Indonesia ranks 3 in the world according to tropical forest covered areas, following Brazil and Congo. Forests are enhabited by different species of flora and fauna, including rare species such as urangutans, Sumatran tigers and Komodo dragons.
However, forest covered areas have been rapidly declining due to logging activities and forest fires which were sometimes triggered by farmers to make way for plantations.
A number of domestic and international NGOs, such as WALHI (Indonesian Forum for Environment) and Greenpeace repeatedly demanded the Indonesian government to declare a legislation that would save the remaining forests - rare habitats, flora and fauna -- and for diminushing the impacts of climate change.

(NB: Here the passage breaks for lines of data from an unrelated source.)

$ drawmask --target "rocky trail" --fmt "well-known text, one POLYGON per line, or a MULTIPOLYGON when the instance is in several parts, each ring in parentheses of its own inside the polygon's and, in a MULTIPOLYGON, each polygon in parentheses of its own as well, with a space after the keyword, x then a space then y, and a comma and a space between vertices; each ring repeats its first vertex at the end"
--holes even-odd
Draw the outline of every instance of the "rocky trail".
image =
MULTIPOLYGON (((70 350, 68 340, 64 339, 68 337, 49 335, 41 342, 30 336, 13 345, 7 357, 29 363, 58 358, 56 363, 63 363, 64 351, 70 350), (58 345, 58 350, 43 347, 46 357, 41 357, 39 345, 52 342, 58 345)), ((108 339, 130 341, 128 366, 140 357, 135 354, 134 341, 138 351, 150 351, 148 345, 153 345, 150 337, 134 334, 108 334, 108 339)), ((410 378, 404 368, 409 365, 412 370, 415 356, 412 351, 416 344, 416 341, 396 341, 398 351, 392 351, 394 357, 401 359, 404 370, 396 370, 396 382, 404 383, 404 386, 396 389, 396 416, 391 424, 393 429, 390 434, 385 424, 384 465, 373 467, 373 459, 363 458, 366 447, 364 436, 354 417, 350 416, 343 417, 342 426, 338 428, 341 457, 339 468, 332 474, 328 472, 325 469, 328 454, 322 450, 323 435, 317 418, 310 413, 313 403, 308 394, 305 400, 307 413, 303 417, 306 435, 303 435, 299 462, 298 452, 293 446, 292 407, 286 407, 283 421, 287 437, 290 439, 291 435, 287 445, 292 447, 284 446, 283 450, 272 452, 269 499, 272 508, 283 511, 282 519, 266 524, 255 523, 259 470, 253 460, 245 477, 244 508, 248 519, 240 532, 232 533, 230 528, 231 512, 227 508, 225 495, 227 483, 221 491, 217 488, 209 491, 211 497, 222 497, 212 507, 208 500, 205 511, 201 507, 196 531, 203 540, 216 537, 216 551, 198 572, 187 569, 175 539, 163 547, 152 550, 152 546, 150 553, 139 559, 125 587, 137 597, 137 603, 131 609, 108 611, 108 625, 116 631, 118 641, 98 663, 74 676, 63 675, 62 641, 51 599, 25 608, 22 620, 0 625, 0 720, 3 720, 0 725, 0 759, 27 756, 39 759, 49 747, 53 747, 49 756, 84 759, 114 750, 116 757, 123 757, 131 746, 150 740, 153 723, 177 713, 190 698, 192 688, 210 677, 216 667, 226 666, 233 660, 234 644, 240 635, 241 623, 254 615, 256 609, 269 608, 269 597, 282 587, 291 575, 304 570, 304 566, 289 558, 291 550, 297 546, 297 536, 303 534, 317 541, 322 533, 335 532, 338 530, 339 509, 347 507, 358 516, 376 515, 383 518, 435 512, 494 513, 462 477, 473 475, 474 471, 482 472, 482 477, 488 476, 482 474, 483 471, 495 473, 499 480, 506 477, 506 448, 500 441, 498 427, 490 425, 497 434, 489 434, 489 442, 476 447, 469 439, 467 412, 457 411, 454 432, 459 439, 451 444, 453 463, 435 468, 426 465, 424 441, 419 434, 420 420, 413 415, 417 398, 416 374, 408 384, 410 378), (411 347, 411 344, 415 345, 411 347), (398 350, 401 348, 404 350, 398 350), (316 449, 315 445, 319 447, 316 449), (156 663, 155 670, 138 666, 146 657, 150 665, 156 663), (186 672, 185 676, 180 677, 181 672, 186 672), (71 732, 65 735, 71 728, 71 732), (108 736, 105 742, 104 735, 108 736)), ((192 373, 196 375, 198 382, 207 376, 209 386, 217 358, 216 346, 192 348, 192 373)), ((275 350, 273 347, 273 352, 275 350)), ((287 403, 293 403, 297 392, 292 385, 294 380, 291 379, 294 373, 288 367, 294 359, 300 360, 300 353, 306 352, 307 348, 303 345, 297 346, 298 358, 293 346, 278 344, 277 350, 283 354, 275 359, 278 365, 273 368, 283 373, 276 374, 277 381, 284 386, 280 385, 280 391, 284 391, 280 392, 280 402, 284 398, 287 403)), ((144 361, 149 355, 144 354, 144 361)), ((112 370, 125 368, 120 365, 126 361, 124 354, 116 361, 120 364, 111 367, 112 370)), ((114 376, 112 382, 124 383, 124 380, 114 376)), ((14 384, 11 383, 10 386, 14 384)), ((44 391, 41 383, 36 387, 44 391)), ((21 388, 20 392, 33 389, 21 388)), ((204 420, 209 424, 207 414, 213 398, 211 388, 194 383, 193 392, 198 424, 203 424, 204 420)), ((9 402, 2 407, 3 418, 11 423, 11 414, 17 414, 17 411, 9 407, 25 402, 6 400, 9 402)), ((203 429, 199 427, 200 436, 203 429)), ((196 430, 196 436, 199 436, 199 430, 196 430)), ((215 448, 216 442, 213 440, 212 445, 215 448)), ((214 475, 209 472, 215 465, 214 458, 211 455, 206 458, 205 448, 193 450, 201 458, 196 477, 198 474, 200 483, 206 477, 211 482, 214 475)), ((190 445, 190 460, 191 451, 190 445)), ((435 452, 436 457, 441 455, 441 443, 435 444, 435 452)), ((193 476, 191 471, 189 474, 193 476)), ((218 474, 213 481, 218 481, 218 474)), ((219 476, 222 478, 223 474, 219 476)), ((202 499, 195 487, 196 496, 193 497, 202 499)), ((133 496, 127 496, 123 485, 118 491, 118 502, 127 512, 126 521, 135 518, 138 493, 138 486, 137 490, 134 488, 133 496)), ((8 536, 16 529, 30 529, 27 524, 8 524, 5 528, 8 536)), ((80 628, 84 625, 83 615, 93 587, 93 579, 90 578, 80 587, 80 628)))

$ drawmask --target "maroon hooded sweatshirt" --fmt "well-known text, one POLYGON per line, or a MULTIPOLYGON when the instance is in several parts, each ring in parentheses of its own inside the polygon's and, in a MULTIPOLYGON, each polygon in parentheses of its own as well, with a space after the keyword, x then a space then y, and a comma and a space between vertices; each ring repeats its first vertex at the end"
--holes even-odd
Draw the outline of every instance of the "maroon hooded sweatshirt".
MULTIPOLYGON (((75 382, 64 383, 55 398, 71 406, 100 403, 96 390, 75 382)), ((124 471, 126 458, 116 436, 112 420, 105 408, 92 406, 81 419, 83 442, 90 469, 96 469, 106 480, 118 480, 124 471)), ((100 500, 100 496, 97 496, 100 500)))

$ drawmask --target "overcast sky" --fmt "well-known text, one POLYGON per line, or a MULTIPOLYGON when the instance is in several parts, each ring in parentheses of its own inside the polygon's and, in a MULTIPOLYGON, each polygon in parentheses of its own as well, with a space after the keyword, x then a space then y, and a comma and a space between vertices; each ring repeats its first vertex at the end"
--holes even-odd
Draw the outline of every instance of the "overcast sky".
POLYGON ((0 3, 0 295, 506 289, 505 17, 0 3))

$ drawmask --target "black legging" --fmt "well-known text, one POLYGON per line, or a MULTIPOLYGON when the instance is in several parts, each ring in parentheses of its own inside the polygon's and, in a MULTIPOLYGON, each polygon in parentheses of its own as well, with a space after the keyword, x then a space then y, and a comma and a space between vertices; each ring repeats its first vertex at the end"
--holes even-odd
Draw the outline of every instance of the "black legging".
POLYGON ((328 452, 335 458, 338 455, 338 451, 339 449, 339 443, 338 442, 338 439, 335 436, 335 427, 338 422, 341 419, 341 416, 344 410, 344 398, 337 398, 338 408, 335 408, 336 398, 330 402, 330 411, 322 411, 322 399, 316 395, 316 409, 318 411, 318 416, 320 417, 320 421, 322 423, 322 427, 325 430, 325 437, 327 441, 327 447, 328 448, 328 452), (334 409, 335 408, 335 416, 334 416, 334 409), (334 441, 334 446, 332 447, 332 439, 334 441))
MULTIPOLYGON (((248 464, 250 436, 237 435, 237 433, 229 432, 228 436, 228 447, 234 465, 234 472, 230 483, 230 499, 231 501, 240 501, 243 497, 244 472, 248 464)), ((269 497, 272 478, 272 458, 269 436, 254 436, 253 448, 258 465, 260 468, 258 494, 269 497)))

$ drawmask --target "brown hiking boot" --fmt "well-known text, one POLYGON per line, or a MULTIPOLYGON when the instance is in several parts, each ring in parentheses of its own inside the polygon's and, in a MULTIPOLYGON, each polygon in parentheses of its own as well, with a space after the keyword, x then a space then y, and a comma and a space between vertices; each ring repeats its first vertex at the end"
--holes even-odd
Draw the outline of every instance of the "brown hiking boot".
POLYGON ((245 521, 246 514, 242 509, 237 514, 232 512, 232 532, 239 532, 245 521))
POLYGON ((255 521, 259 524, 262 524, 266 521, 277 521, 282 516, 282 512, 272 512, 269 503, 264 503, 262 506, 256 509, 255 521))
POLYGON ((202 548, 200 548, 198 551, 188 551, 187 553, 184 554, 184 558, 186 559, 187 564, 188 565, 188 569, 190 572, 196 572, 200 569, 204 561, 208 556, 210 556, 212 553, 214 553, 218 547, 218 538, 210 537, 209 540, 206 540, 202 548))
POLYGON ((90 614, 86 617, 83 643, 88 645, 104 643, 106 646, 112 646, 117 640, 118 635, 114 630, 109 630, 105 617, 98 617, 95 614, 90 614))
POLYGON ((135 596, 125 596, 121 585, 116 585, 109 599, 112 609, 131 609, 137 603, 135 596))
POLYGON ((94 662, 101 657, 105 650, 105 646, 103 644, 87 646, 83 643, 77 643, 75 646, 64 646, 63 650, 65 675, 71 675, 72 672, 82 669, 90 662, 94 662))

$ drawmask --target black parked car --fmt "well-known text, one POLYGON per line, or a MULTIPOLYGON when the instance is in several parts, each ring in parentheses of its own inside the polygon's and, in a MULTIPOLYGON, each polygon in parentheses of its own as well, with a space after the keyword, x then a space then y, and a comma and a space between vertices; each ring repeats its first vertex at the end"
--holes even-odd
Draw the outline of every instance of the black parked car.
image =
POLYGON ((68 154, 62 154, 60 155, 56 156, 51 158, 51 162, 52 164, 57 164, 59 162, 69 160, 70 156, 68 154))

The Minister of Environment, Gusti Muhammad Hatta declared in Banjarmasin, last Friday, that the rate of forest destruction in Indonesia has reached 1.1 million hectares per year.
However, the Government had issued a strategy in this sector, since 2007, in order to cope with the impact of climate change by planting trees, in massive numbers.
President Susilo Bambang Yudhoyono, noticind „Planting Day” in Indonesia and The National Planting Month in West Java, in December 2009, urged the nation to plant 4 million trees by 2020 and 9.2 billion trees by 2050.
"If we reach half the target, the trees planted can absorb 46 billion carbon emissions by 2050. The figure is indeed pessimistic, but if we could plant more trees, much more CO2 could be captured, and this shall become our contribution to the world, " the president declared.
The Ministry of Forests has set a target for the rehabilitation of 500,000 hectares of forest covered areas, beginning with 2010.